Pessoalmente luto todos os dias contra o “olhar generalizador”, contra o impulso de julgar o todo pelas partes. No filme percebe-se que algumas personagens questionam toda a instituição, e até a própria fé, quando se dão conta dos crimes cometidos por tantos integrantes da igreja. E neste ponto revisitei muitos discursos, até de amigos, onde ouvi sobre o “nojo” da política e dos políticos. Também ouvi sobre jogar uma bomba no Congresso. Já tinha ouvido que “todo” padre é pedófilo, que “todo” pastor é enganador, que deveríamos acabar com a polícia e todo tipo de generalismos que se possa imaginar sobre instituições em que alguns de seus integrantes se desvirtuaram. Sim, alguns!

Será a fé menor do que a humanidade daqueles que a pastoreiam? Será mesmo que a política – algo milenar e que permitiu que construíssemos o mundo – é ocupação apenas de bandidos? Será que as forças policiais, repletas de homens e mulheres que arriscam suas vidas por estranhos todos os dias, realmente devem acabar por causa dos erros de alguns?

Acredito que a proposta de colocar um holofote sobre todas as instituições, principalmente as que agem de modo dogmático ou que se se fecham ao escrutínio da população, é essencial para a evolução da sociedade. As falhas devem ser mostradas, investigadas, corrigidas e punidas sempre que manifestadas. Isto é o mínimo que devemos àqueles que foram abusados, prejudicados, humilhados e que sofreram qualquer infortúnio cometido por quem quer que seja, de qualquer instituição, independente do cargo que ocupe – ocupou – e de qualquer suposto bem que tenha feito a outrem.

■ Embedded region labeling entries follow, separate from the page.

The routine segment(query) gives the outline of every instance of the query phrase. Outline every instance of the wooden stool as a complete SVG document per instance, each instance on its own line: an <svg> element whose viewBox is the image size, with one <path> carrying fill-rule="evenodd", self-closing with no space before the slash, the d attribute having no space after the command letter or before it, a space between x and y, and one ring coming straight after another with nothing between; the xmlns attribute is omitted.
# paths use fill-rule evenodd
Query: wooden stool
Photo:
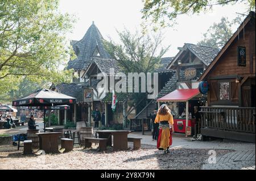
<svg viewBox="0 0 256 181"><path fill-rule="evenodd" d="M76 137L76 133L77 135L77 137ZM77 138L79 142L75 142L75 138ZM81 140L80 140L80 133L79 131L75 131L73 132L73 145L79 144L81 146Z"/></svg>
<svg viewBox="0 0 256 181"><path fill-rule="evenodd" d="M141 140L142 138L131 138L128 137L128 142L133 142L133 149L134 150L139 149L141 148Z"/></svg>
<svg viewBox="0 0 256 181"><path fill-rule="evenodd" d="M71 130L67 130L64 132L64 136L66 138L72 138L72 134Z"/></svg>
<svg viewBox="0 0 256 181"><path fill-rule="evenodd" d="M21 139L21 137L23 136L23 139ZM27 136L27 134L19 134L19 138L18 140L18 150L19 150L19 148L20 147L24 147L24 141L25 141L25 137ZM20 141L23 141L23 146L20 146Z"/></svg>
<svg viewBox="0 0 256 181"><path fill-rule="evenodd" d="M65 152L73 150L73 140L69 138L61 138L60 139L60 140L61 144L61 148L65 149Z"/></svg>
<svg viewBox="0 0 256 181"><path fill-rule="evenodd" d="M23 141L24 154L32 154L32 140L25 140Z"/></svg>

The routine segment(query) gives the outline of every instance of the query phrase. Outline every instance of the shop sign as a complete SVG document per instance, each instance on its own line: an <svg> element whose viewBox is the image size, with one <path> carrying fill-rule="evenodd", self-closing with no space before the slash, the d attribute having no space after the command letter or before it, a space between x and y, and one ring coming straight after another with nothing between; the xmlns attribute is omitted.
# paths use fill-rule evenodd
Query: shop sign
<svg viewBox="0 0 256 181"><path fill-rule="evenodd" d="M93 89L85 89L84 90L84 102L87 103L93 102Z"/></svg>
<svg viewBox="0 0 256 181"><path fill-rule="evenodd" d="M191 136L191 127L186 127L186 135L187 136Z"/></svg>
<svg viewBox="0 0 256 181"><path fill-rule="evenodd" d="M193 68L189 68L185 69L185 77L187 79L191 79L196 75L196 69Z"/></svg>
<svg viewBox="0 0 256 181"><path fill-rule="evenodd" d="M207 81L202 81L199 83L198 89L203 94L207 94L209 90L209 83Z"/></svg>
<svg viewBox="0 0 256 181"><path fill-rule="evenodd" d="M237 47L237 65L241 66L246 66L246 56L245 47Z"/></svg>

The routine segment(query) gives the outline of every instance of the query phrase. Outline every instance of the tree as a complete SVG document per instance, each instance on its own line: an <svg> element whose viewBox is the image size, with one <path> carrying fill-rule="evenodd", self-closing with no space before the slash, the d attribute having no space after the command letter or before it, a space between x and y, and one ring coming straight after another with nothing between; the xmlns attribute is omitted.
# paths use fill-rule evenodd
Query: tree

O bem deve ser o objetivo e não deve haver pedágio para sua realização. Não é saudável anuir ao “tá ruim, mas tá bom”, aos discursos populistas do “podia ser pior” ou “não é correto, mas era o único jeito”. Chega de condicionantes que tentam justificar os erros e o mal impelidos a todos nós!

As instituições são feitas por pessoas, por suas crenças e atitudes, mas as pessoas não são as instituições, apenas fazem parte delas. Não devemos ser generalistas, tampouco metonímicos, sob pena de sermos injustos ou inocentes em demasia. Acenda os holofotes da crítica ao invés de incendiar a escuridão.

Marcos Marinho – Professor de marketing e Consultor Político.